Mas, em 1975, quando Seracini estudou uma das cenas de batalhas de Vasari, notou uma bandeirinha com duas palavras, “Cerca Trova”, algo como “procura e acharás”. Seria um sinal de Vasari de que algo estava oculto embaixo daquilo?
Fazendo imagens de infravermelho e o mapeamento a laser, a equipe de Seracini descobriu onde as portas e janelas estavam antes da reforma de Vasari. A planta reconstruída, combinada com documentos do século 16, bastava para apontar o local pintado por Da Vinci. Ela também oferecia uma possível explicação para o fracasso de Michelangelo em fazer qualquer coisa além de um esboço inicial do seu mural: ele deve ter ficado chateado por Da Vinci ter recebido uma encomenda para um trecho da parede com uma iluminação muito melhor.
“Esta sala é enorme, mas não o suficiente para Michelangelo e Leonardo”, disse Seracini.
A nova análise mostrou que o trecho pintado por Da Vinci estava sob a pista “Cerca Trova”. A notícia ainda melhor, obtida pelo exame por radar, foi que Vasari não pintou sua obra diretamente sobre a de Da Vinci. Ele havia construído novas paredes para receber os seus murais, e se deu ao trabalho de deixar uma pequena fresta atrás dos tijolos.
Em 2005, Seracini jogou feixes de nêutrons inofensivos através do afresco. Com a ajuda de físicos dos EUA, da agência italiana de energia nuclear e de universidades da Holanda e da Rússia, ele desenvolveu dispositivos para identificar as reveladoras substâncias usadas por Da Vinci.
Seracini disse estar otimista com “A Batalha de Anghiari”, caso de fato esteja lá. “A vantagem é que ela está coberta há cinco séculos. Esteve protegida contra o meio ambiente, o vandalismo e as más restaurações. Não espero que haja muita deterioração.”
Se ele estiver certo, talvez Vasari tenha feito um favor a Da Vinci ao cobrir a pintura —e ao tomar o cuidado de deixar aquela críptica bandeirinha por cima do tesouro.

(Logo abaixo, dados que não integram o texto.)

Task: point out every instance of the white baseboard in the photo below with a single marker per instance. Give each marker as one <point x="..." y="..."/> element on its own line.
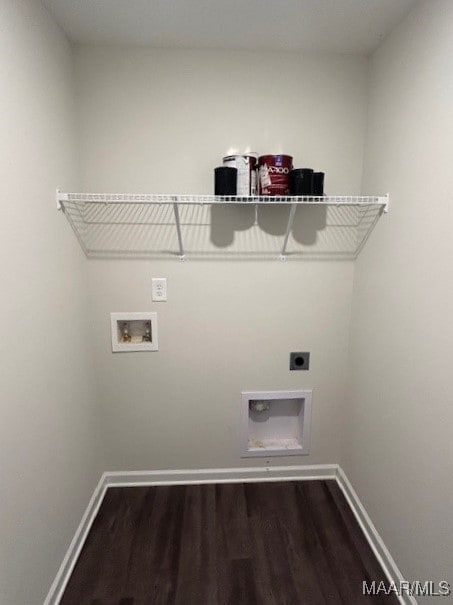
<point x="224" y="475"/>
<point x="64" y="573"/>
<point x="375" y="541"/>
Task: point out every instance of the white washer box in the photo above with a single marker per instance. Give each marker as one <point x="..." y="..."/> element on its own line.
<point x="137" y="324"/>
<point x="282" y="428"/>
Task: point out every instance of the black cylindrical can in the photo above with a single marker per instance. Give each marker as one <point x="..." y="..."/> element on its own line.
<point x="225" y="178"/>
<point x="318" y="183"/>
<point x="301" y="181"/>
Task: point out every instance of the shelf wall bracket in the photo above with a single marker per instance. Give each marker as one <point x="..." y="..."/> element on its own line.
<point x="292" y="214"/>
<point x="178" y="229"/>
<point x="58" y="200"/>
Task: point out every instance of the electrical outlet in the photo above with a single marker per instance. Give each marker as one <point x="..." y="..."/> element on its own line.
<point x="299" y="361"/>
<point x="159" y="289"/>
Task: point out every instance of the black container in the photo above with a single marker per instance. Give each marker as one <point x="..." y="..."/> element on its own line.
<point x="225" y="179"/>
<point x="318" y="183"/>
<point x="301" y="181"/>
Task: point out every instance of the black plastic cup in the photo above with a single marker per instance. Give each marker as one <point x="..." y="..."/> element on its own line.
<point x="225" y="179"/>
<point x="318" y="183"/>
<point x="301" y="181"/>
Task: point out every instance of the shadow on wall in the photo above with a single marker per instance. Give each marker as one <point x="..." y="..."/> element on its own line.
<point x="272" y="219"/>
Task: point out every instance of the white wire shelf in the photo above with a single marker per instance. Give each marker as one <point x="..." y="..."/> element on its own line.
<point x="208" y="226"/>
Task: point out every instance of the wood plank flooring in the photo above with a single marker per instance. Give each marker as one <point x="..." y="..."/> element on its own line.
<point x="275" y="543"/>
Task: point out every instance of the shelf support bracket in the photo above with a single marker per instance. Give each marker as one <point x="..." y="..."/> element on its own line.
<point x="292" y="214"/>
<point x="178" y="229"/>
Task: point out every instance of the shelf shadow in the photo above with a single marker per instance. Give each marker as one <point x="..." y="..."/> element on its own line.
<point x="272" y="219"/>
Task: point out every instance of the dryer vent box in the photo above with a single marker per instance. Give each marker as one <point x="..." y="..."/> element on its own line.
<point x="276" y="423"/>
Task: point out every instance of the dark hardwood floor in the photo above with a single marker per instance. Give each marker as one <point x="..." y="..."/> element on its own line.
<point x="276" y="543"/>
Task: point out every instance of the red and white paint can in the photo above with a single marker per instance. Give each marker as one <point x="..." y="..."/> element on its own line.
<point x="246" y="165"/>
<point x="274" y="174"/>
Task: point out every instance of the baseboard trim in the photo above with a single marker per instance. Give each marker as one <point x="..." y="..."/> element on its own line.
<point x="223" y="475"/>
<point x="64" y="573"/>
<point x="375" y="541"/>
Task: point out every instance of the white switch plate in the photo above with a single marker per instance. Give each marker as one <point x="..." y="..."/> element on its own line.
<point x="159" y="289"/>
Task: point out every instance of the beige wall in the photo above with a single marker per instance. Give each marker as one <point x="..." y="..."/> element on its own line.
<point x="47" y="437"/>
<point x="399" y="452"/>
<point x="160" y="121"/>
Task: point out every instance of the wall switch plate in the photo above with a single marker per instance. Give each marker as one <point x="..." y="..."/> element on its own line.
<point x="159" y="289"/>
<point x="299" y="361"/>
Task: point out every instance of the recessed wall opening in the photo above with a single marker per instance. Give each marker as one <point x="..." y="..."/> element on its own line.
<point x="276" y="423"/>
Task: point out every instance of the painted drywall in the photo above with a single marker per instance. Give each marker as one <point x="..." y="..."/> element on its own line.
<point x="400" y="419"/>
<point x="47" y="458"/>
<point x="160" y="121"/>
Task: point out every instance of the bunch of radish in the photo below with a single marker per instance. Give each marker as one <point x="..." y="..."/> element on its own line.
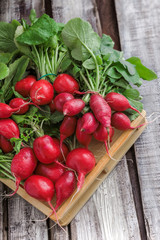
<point x="48" y="167"/>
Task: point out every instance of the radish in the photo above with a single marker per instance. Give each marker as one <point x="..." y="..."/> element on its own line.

Colaborou Jessica Donati, em Roma


Texto Anterior: Quando você não consegue aquela promoção

Próximo Texto: Ensaio: Como o absurdo molda o intelecto humano
Índice


Copyright Empresa Folha da Manhã S/A. Todos os direitos reservados. É proibida a reprodução do conteúdo desta página em qualquer meio de comunicação, eletrônico ou impresso, sem autorização escrita da Folhapress.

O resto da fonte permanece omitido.